Completely confused about the "model" variable, what does it mean?¶

This is a product of object orientated programming - we actually initialise a k means model for 4 centers using the KMeans() function, and then fit it to our data using the fit method. This is a method on the model object - not a function - so the model "changes itself" to fit our data. What's important to realise is all the information we need is stored inside the model object, we don't get it from running functions on it!

How can I do Mini Project 1 if the data is 4 dimensional?¶

The great thing about the algorithm is that it's generalised - we don't care about what these points represent (see project 2), and how many dimensions our data points have - the reason this is a 4 dimensional example is to remove the crutch of geometric representation - you have to trust in the code!

The solution for this Mini Project is pretty much identical for the example but backwards - we want to use the elbow method first to find a suitable K and then build a model using the suitable k. People who are struggling might try and guess for values of K - try and get these people to think about why that might not be a good idea (model always gets better for larger k, but that's not the point of the model! We don't want to overfit). People who are excelling through this might wonder if there's a better way of finding a K-value suitable for our data. In fact, there is a better algorithm for when we don't know our K-value called the DBSCAN method - but I haven't written this guide yet!

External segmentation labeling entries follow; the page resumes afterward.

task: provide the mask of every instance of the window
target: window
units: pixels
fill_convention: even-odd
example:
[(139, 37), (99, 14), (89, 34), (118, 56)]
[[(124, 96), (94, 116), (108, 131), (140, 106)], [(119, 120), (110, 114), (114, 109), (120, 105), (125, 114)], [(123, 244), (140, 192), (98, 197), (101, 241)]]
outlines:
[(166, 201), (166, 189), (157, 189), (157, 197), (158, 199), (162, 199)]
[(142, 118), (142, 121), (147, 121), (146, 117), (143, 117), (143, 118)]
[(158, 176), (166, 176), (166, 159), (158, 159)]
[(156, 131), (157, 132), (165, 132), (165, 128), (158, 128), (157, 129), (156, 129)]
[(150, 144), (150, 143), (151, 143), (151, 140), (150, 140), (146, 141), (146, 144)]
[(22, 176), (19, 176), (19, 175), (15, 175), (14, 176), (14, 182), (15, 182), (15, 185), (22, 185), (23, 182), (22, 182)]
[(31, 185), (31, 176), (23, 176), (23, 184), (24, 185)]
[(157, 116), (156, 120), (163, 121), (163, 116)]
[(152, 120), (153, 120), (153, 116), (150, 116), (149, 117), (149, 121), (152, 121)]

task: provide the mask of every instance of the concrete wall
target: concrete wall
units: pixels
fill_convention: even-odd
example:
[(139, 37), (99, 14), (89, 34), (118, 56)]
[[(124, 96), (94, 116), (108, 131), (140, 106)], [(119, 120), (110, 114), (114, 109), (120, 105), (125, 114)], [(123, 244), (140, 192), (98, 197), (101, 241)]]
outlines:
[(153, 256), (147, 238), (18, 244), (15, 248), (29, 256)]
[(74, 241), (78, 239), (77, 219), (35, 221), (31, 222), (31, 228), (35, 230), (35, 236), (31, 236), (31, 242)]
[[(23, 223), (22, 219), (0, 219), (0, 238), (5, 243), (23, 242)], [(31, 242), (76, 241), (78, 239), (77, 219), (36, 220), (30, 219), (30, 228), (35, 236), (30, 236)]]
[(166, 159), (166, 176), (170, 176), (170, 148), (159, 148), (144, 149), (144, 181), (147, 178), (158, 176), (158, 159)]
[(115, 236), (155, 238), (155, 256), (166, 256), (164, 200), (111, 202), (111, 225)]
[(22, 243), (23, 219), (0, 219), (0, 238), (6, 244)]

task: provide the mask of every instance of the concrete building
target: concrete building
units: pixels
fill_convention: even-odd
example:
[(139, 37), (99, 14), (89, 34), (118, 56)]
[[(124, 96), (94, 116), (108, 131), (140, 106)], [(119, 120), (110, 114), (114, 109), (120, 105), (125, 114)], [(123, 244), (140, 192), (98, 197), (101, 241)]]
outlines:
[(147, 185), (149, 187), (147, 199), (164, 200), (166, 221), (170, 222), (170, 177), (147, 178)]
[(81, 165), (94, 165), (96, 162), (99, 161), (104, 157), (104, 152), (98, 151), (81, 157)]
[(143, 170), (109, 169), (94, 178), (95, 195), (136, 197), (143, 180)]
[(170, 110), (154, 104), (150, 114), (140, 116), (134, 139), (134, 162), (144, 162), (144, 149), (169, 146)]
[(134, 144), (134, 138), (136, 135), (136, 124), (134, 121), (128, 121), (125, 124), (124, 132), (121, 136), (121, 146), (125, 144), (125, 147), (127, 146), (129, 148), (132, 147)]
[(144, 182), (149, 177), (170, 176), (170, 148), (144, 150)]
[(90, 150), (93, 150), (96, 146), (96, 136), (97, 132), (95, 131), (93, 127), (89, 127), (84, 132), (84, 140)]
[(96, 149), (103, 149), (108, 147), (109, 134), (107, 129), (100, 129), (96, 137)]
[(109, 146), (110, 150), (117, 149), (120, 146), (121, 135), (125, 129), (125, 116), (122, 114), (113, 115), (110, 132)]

How do I get started on Mini Project 2? There's no numbers!¶

Explain how RGB values work - everything else pretty much follows from here - I think it's a numpy function to convert a picture to RGB

What is K for Mini Project 2?¶

If we want to quantise for 16 colours - what does this mean?

K Nearest Neighbours¶

Most of the questions above also apply to this guide - I decided to move a bit faster at this point because I'm expecting people to be getting more comfortable with numpy and pandas at this point. The most confusion will come from the illustration of KNN - I think people will be able to understand it at this point but might need some help understanding certain bits of the code. The idea is that we set upper and lower bounds for x and y based on our data, with a buffer of 1 so the graph has a bit of space, then set up a meshgrid, which is basically a 2 dimensional matrix with each point on the graph being represented. We then need to format this a little to get it into (x,y) pairs, which we will have one of for each point on the graph. Then we predict every one of these points and plot it behind our actual data to show the boundry.

Support Vector Machines¶

Why use this vs the KNN algorithm?¶

First priority is data - if you need a linear seperation between your data KNN isn't going to give you that. Other than that, SVM is a much slower algorithm than KNN, so if we don't need to be accurate but need to be fast, then SVM might not be appropriate.

Decision Trees¶

Why use it?¶

Gives us a fast model that we can use as humans to classify data even if it's multidimensional. Great when speed and explaination are needed over a "black box" and accuracy!

How do I get those fancy visualiations?¶

Honestly, this took me the best part of 4 hours to do. Get them to google it and figure it out for their system - knowing how these events run nothing will run the same on my system compared to anyone elses!